(Da "Romagna Eventi" maggio 1998)
Nella frazione di Cotignola, posta sulla strada che conduce a Lugo, si svolge ogni anno a maggio il Palio di Alberico, una gara di tiro alla fune fra i quattro rioni della località (Quercia, Alberico, Rose, Ballardini).
Il Palio è legato alla grande figura storica di Alberigo da Barbiano, grande condottiero del XIV secolo, discendente della nobile famiglia dei Conti di Cunio. Alberigo, comandante della Compagnia di San Giorgio (fondata nel 1377) è considerato il fondatore della disciplina militare moderna. Nel 1380 i marchesi d'Este di Ferrara, alleati con i bolognesi ed i Manfredi da Faenza, s'impadronirono di Barbiano, ma dovettero abbandonare la località perché Alberigo, al servizio del Re Carlo Durazzo, con l'esercito napoletano, si apprestava ad occupare il territorio ferrarese. Nel 1395 ai precedenti alleati si aggiunsero i fiorentini, ma e in questo caso Alberigo riuscì a salvare la sua città e da quell'anno ne rimase indiscusso Signore. Nel 1399, dopo che suo fratello ed il figlio furono presi e decapitati a Vignola dai bolognesi, prese anche il controllo della città di Lugo. Alberigo fu chiamato nuovamente a Napoli e lasciò il Castello di Barbiano in mano al figlio Manfredo; nel 1409 i conti di Zagonara, alleati con il Cardinale Cossia, presero la località di Barbiano e la rasero al suolo. Di Alberigo non si conosce la data di nascita e neanche la morte, si è certi che era ancora vivo nel 1412 e che veniva chiamato anche Alberigo Manfredo o Alberigo Magno.
I festeggiamenti dedicati ad Alberico da Barbiano si aprono il Venerdì con la nuova edizione del Palio di Alberico, quindi proseguono con diverse iniziative fino alla domenica sera successiva.
La manifestazione è organizzata da tutte le Associazioni del volontariato locali presenti a Barbiano, con la partecipazione del Comune dì Cotignola, al fine di contribuire maggiormente a far ricordare e conoscere storia, cultura e tradizioni del passato barbianese.
Ogni anno vengono predisposti angoli ed aree caratteristici del passato, dislocati in diversi punti del paese. Anche via Alberico viene animata, grazie all'ospitalità in aree private di angoli che propongono nei diversi punti mostre, astrologia, gastronomia e animazione di strada.

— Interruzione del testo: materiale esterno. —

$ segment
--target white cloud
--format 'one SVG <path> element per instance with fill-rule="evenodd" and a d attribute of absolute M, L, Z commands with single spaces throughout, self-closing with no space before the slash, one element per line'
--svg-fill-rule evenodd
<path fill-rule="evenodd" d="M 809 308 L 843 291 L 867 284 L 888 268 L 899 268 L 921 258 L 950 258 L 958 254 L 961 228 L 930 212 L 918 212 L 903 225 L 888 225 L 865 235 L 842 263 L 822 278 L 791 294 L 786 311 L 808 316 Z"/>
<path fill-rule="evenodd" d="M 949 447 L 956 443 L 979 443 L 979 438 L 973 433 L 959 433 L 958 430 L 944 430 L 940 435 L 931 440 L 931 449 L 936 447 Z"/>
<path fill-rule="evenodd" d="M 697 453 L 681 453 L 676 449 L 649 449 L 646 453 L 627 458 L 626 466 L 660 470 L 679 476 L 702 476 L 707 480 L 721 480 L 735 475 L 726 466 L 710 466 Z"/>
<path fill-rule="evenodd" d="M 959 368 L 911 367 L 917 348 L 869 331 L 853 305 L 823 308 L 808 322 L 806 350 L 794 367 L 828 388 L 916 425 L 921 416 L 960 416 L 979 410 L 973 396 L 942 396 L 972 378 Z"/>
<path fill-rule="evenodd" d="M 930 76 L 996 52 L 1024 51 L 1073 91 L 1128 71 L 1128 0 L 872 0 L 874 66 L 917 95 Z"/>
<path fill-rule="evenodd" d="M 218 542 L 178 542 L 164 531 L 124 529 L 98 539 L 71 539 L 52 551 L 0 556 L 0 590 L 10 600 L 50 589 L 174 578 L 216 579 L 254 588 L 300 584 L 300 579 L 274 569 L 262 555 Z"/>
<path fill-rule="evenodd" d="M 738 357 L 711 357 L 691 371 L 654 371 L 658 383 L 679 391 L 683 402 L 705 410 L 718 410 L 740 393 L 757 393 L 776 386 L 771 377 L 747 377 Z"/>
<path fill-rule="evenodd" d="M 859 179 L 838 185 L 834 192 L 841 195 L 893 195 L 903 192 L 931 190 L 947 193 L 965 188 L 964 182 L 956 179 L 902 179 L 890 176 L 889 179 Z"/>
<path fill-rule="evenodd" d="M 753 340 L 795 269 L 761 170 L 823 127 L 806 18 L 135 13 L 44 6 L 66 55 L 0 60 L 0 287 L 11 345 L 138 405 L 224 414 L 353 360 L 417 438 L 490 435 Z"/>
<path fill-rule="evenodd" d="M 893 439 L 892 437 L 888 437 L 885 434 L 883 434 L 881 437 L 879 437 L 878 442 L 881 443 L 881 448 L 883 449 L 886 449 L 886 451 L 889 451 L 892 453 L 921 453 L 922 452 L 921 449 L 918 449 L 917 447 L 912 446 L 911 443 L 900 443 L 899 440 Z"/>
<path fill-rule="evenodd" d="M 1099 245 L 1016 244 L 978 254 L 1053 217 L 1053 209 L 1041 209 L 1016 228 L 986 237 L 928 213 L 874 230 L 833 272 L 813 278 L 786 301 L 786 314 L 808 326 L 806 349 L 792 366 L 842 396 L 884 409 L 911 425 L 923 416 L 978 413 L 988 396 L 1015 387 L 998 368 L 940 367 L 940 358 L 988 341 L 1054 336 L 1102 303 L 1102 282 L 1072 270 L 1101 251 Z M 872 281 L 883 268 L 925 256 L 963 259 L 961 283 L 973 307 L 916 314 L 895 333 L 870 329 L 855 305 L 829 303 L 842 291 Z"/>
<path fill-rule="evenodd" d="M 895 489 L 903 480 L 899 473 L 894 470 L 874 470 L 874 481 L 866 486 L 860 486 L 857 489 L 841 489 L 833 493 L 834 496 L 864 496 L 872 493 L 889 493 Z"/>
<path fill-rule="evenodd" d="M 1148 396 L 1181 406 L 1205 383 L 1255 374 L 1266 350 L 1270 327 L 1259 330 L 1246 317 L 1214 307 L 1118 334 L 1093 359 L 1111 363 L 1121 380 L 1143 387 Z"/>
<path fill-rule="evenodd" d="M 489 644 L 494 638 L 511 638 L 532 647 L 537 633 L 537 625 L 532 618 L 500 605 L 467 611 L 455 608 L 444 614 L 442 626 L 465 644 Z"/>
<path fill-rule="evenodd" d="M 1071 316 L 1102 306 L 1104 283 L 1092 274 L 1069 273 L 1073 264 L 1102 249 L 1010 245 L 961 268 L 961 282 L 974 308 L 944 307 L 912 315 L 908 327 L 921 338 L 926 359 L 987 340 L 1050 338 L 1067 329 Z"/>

Ogni anno si svolgono diverse manifestazioni, come una serata dedicata agli ex barbianesi, per una cena conviviale e per ricordare le storie e gli aneddoti più significativi degli ultimi tempi accompagnati da zirudele e dalle canzoni di Bramante. Gli artisti di strada presentano spettacoli di giochi, magie e meraviglie. Si tiene anche una mostra-scambio di oggetti d'epoca e di antiquariato.
Nella giornata di domenica c'è l'apertura dei festeggiamenti del Palio, con contesa tra i quattro quartieri presso il campo di gara con tiro alla fune. Il quartiere vincitore della precedente edizione affronta in una rinnovata gara di forza gli altri quartieri (in tutto Quercia, Alberico, Rose e Ballardini), che ogni anno si annunciano particolarmente agguerriti.
Non mancano infine lotterie di beneficenza, spettacoli itineranti, mostre di artigianato artistico, mostre fotografiche e soprattutto angoli gastronomici con gustose pietanze di antiche ricette, per contribuire a ravvivare i festeggiamenti.